激しい音が鳴って、彼の漠然とした考えは彼の剣とともに吹き飛ばされた。後方に落ちる剣。遠くからでも演劇映えするように派手な装飾がされており、とても実用には程遠い。しかし、この劇で用いられている技術はどうやら本物の騎士の技術が用いられているようだった。剣術に対してほぼ素人の一希には敵将軍が強すぎた。
「すみません!」
「大丈夫よ!」
彼は剣を拾って相手を見て、その奥のセリフを確認する。敵将軍役である相手は50代中ごろの女性で、年に逆らわず、美しく年をとったショートカットの金髪が舞台に似合う美人だった。どうやら引退したものの、かつては本物の騎士をやっていたらしい。ここで求められる動き、そして剣術はこの市に来る前に同行していたチュリアとルートのような現役の騎士の動きにほぼ似ていた。一希は彼らならきっと自分よりうまくやってくれるだろうと考えながら、再び彼女に向かう、同じように剣ははじかれる。
「体が硬いわね!緊張してるんじゃない?」
彼女が挑戦するような声を出す。彼はもう一度剣を拾い、相手を良く観察した。
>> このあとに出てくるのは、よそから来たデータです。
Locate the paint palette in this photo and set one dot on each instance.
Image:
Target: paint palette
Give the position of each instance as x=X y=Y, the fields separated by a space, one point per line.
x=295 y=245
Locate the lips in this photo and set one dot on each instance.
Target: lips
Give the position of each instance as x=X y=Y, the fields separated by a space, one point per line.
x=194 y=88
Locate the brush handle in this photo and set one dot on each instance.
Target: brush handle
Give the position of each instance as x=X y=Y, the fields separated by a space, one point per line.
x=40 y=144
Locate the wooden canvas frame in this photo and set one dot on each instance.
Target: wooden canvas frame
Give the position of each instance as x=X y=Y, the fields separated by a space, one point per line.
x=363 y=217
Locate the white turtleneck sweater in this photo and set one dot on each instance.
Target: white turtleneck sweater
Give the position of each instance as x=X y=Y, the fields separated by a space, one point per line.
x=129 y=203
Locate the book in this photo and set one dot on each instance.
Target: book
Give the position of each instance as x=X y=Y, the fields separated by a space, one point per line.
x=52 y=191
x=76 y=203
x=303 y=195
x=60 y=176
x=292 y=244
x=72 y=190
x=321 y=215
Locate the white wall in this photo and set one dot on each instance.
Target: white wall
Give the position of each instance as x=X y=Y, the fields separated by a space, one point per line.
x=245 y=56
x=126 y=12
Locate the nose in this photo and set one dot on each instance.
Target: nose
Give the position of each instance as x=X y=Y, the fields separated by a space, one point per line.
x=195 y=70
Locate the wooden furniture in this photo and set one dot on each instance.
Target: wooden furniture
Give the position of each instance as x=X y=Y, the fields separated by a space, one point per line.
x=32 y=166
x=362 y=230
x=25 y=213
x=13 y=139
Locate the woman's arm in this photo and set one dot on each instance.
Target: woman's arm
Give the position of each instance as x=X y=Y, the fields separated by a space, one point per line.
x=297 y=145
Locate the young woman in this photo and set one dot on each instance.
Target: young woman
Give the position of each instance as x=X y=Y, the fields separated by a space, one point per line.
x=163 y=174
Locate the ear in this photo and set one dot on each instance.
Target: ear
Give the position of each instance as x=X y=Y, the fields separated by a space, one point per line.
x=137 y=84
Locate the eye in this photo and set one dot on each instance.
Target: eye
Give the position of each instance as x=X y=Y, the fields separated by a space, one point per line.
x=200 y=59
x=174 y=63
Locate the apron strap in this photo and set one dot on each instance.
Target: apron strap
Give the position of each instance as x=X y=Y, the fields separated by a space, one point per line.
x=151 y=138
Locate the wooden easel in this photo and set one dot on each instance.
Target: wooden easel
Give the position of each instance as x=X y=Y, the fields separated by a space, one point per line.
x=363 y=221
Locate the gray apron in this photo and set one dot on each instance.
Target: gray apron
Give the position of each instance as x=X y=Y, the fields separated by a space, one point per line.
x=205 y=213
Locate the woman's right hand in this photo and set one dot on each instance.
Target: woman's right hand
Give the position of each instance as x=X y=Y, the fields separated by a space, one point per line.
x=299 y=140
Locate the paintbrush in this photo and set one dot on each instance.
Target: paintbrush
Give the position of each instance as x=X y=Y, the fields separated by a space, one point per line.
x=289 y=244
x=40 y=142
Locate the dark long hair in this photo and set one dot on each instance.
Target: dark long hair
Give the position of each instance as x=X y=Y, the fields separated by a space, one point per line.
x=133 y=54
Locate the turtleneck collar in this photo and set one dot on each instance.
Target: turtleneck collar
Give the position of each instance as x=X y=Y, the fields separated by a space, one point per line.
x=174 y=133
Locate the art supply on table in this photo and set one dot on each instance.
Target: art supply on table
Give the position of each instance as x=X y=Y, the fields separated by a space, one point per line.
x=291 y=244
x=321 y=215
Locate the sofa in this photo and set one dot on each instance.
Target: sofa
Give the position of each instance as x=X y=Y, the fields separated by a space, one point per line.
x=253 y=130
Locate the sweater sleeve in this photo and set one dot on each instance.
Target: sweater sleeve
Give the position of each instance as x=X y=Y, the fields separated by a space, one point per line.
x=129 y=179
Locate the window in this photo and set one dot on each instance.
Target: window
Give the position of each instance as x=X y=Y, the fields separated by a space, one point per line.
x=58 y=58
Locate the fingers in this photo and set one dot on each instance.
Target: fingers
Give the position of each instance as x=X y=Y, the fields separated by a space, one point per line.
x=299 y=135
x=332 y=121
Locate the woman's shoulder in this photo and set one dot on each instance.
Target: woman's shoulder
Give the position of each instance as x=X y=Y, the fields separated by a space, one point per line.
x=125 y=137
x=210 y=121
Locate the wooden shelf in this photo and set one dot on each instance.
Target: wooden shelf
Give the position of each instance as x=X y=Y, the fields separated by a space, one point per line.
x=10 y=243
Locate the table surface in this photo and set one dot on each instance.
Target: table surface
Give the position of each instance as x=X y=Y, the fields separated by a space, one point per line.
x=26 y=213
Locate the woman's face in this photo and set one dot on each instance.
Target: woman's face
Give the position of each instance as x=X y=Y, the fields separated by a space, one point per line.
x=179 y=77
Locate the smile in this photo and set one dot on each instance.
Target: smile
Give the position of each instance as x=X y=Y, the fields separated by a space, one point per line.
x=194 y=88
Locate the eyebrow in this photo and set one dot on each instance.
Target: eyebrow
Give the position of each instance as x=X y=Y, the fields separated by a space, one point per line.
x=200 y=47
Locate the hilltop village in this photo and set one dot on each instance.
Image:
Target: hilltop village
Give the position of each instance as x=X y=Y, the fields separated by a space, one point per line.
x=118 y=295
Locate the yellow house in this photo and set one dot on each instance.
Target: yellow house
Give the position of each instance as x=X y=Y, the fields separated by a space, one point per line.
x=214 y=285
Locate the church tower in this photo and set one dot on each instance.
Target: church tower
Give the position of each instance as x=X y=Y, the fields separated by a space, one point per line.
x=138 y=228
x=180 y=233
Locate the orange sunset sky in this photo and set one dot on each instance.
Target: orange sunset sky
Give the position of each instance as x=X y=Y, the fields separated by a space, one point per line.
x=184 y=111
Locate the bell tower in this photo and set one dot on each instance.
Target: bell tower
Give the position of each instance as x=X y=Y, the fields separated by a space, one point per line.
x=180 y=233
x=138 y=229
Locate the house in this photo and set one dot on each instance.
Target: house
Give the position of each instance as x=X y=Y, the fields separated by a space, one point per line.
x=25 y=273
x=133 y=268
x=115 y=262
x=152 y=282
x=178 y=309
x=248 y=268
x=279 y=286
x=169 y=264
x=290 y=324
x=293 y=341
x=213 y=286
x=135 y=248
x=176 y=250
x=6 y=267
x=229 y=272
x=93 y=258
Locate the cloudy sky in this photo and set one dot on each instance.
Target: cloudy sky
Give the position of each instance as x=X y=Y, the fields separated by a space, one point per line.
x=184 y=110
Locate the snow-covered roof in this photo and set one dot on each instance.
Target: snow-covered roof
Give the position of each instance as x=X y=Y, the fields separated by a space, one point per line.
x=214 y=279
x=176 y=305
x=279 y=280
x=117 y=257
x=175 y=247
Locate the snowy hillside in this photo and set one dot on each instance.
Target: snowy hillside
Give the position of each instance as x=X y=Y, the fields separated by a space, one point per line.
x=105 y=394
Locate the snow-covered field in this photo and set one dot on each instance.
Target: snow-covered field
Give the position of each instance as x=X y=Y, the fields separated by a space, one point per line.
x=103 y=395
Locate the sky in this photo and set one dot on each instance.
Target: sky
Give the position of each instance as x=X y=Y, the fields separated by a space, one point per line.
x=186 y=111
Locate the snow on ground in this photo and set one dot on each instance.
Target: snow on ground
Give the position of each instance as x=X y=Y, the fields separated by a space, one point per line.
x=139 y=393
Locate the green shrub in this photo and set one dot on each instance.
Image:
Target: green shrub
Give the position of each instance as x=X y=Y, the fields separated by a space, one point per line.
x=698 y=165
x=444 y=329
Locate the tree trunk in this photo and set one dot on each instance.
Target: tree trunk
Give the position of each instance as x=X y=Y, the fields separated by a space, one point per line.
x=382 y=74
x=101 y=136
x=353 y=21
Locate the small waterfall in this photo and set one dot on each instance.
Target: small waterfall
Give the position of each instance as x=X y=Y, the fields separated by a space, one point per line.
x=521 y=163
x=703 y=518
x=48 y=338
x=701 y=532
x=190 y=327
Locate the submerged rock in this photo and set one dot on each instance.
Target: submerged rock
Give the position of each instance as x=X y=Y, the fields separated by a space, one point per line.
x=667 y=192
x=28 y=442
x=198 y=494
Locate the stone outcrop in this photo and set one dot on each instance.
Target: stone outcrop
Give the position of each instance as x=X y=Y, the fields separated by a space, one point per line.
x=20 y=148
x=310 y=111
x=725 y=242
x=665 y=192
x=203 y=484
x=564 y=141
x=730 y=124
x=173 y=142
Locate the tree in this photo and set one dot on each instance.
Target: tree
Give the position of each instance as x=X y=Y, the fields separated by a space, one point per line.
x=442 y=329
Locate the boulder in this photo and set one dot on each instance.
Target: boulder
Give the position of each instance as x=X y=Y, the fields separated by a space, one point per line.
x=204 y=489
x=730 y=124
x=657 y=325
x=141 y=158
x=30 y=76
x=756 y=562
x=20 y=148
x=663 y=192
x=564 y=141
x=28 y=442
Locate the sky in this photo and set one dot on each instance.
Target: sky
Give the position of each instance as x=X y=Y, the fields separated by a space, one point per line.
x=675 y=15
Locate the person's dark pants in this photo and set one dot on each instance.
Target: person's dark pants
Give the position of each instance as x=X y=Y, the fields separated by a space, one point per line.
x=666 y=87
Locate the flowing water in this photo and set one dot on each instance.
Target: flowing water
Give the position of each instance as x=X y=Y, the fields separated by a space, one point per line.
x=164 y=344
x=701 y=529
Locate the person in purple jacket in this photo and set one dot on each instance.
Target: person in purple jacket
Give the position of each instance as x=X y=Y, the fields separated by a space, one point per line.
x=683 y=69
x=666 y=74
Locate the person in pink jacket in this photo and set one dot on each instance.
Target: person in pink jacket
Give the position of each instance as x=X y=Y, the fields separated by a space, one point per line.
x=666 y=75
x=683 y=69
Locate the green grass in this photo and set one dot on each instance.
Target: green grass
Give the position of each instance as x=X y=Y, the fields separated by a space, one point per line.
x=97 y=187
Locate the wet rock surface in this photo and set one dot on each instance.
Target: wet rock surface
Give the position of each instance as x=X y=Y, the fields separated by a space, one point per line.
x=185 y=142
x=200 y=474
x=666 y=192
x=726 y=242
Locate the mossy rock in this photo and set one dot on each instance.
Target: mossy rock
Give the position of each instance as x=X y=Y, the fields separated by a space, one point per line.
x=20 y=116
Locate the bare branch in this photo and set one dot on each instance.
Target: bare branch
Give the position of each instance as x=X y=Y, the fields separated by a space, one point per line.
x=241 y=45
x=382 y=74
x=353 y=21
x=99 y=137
現役と似ているとは言っても彼女の動きはほとんどパターン化している。所謂「演技用」なのだろう。あとは自分がこれを攻略するだけだった。相手の声に士気が上がるが、舞台裏や客席、様々な方向から自分が見られていると思うと、どうしてもうまく体が動かなかった。
「やっぱり、かーなり棒読みだねぇ」
一方で、市長とシンは別部屋で独白の練習をしていた。何度やっても棒読みになるシンは台本に目を落として呟いた。すでに1つのセリフでやり直しは20回をゆうに超えていた。
「やっぱり、向いてないのかな...」
「気にしない、気にしない。これくらいなら、気難しい監督の元ならプロでもあることさ!」
シンの肩を市長は叩く。
「もう一遍。今度は私がセリフを見せるから、感情を入れることを重視してみようよ!」
頷いて台詞を読み始める。大袈裟な感情表現が彼は苦手だった。彼らのまわりの人は逆に皆これを得意としていた。どうしても台詞の終わりに向けるにつれ声が小さくなっていく。
「ああ、神よ、私に救いの手を...」
「うーん、それだと客席に聞こえないよ!」
この市長の声のほうが大きく聞こえるほどだった。彼は声を上げたことに気づいて口に手を当てた。
「ああ、ごめん。少し休憩しようか」
シンは椅子に座って水を飲む。コップの水面で揺れる顔には本当に名家の血を引いているのか心配になるほど演劇の華やかさとは遠い顔だった。彼はひとりごちた。
「家族のようにオモテに出ることは無理だな...」
一方で、相も変わらずお祭り騒ぎの続く市の真ん中の広場では、午前の商売を終えたマーとサラがベンチで昼食をとっていた。遠くの国で有名な店のパンを彼女たちは出店で購入していた。
「うーん、うまくやってるかなぁ。」
増えてきた人ごみの邪魔にならないように、商品たちとこの騒ぎを見せてやろうと連れてきた蝸牛の籠が積んである台車を近くに引き寄せつつ、マーは言った。
「うまくって、ご友人さんたちのこと?」
「そーそー、あの人たち絶対緊張に弱いから今頃絶対苦戦しているだろうなァ...っておもって」
サラの質問にマーは、パンを飲良く噛んで飲み込んで答えた。
「確かにねー。毎年ここの祭りはすごいけど、選ばれた人って絶対苦労するよね...」
「ま、私はカンなんだけど...うまくいくと思ってる。あの人たち本番に強いし。片方はそういうトコみたし」
サラの言葉に彼女はそう返すと、パンの最後の欠片を飲み込んだ。
「ま、私たちも負けないように頑張りましょ!!」
「ええ!」
正午を迎え、客はますます増える一方だ。蝸牛は籠の中で人ごみが物憂げに葉の底に身を隠している。この客たちはほとんど最終日まで残る。そして最終日まで増え続ける。彼女たちの本番はすでに始まっていた。
ここまで読んでいただき誠にありがとうございました。